Fiquei revoltada do cara não ser conhecido do grande público.
Pois bem, em mais um dos privilégios com os quais Deus tem me presenteado ultimamente, tive o absoluto prazer, na verdade uma verdadeira catarse mesmo, ao assistir o Filó Machado em um bar de jazz aqui de São Paulo, numa quinta-feira, com uma amiga querida que ama jazz e que é uma das poucas com quem posso sair para realmente OUVIR música. Fiquei estarrecida com o show do cara. E mais feliz ainda porque vi um garoto que eu conheci há alguns anos em Tatuí, o João Paulo Ramos Barbosa, detonando no saxofone ali, do lado do mestre. Fiquei orgulhosíssima de conhecer o João e de estar assistindo sua evolução junto a esses feras.
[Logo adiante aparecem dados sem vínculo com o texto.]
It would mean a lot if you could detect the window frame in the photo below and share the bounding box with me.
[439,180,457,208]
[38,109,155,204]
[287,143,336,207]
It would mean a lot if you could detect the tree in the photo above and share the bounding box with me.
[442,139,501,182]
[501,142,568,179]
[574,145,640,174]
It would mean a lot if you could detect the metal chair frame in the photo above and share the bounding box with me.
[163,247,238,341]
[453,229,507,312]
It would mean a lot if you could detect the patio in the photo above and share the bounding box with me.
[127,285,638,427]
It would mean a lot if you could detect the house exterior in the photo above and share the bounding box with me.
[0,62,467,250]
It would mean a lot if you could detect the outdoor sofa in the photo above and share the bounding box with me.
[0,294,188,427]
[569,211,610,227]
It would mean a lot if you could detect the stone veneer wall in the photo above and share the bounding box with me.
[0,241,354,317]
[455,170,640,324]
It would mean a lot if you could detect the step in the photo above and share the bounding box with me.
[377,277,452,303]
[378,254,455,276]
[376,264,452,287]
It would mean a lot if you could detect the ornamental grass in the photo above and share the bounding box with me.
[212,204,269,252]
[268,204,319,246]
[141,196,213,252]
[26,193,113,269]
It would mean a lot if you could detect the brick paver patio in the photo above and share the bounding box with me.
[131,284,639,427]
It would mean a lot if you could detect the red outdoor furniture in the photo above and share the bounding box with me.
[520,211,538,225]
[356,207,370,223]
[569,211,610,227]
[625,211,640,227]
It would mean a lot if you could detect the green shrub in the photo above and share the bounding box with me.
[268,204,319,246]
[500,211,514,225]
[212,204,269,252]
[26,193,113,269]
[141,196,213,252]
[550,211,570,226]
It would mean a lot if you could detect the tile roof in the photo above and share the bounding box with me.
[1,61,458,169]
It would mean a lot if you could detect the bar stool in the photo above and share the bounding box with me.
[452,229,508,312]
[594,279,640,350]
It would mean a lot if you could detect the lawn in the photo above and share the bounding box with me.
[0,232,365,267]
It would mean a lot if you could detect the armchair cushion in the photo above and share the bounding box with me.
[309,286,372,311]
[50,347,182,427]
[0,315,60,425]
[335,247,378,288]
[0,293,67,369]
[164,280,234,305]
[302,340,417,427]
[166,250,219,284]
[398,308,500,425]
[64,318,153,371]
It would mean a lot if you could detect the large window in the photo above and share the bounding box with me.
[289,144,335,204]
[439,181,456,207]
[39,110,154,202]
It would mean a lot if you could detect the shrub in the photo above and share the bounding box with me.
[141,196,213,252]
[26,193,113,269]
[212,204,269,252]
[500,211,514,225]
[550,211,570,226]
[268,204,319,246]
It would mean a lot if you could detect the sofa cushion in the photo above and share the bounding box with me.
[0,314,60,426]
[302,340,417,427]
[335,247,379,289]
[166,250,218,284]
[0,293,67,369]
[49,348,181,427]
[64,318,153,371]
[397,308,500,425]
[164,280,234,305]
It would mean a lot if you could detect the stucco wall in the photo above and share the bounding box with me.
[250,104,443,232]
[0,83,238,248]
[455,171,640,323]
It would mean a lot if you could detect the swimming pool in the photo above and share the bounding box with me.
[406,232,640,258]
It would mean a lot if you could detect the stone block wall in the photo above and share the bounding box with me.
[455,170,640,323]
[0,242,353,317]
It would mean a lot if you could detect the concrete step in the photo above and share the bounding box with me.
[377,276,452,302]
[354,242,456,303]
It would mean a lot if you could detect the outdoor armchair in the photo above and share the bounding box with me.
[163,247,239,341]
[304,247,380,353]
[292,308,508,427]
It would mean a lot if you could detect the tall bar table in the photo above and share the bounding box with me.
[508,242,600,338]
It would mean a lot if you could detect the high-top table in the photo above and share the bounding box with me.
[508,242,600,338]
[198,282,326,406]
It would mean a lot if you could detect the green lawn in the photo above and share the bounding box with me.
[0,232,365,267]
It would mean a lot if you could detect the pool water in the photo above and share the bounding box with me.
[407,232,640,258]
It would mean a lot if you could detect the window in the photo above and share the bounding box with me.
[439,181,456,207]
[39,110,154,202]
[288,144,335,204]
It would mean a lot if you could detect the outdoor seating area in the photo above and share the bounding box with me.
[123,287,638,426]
A banda se completava com o aqui já citado e espetacular Vitor Cabral na bateria, Carlinhos Noronha no contrabaixo e Fábio Leandro no piano.
Música pura! Aquela energia entre os músicos que eu tanto prezo. Filó pregando peças nos músicos, inventando arranjos na hora, tocando músicas não ensaiadas, visivelmente não ensaiadas. Deixando os músicos da banda literalmente assistindo sua performance só voz e violão, entortando tudo na harmonia, umas músicas bem elaboradas, não só música, mas também letra. Nas notas mais agudas, e para falar melhor o discurso da letra, ele tira as mãos do violão e as projeta para o alto, como se quisesse dizer "gente, prestem atenção nisso". Filó é técnica, sim, mas muito mais coração. Quebradeira total, misturada com sensibilidade.
Enfim, pra quem não sabe quem é Filó Machado, algumas informações: o cara é de Ribeirão Preto, de 1951, mas vive em São Paulo. Começou tocando e cantando em banda de baile e depois como crooner e instrumentista em casas noturnas paulistanas. Na década de 70 trabalhou como nomes como Rosinha de Valença, Leny Andrade, Alcione, Simone, entre outros. Na década de 80, participou do disco Seduzir, de Djavan, com a música Jogral, e se apresentou com ele e com a cantora e compositora Fátima Guedes. Ao longo dos anos vem ganhando cada vez mais respeito de toda a classe musical, tendo atuado ao lado de músicos como Roberto Sion, Arismar do Espírito Santo, Léa Freire, Lula Galvão, Hermeto Pascoal, sem contar nomes internacionais como o gaitista Toots Thielemans. Sua discografia soma pelo menos 10 álbuns. O último trabalho é "Ubida", que conta com a participação de músicos do porte de César Camargo Mariano, Gabriel Grossi e Romero Lubambo. Um luxo!

Um comentário:

Marina F. disse...

que tudo....não o conhecia.
adorei!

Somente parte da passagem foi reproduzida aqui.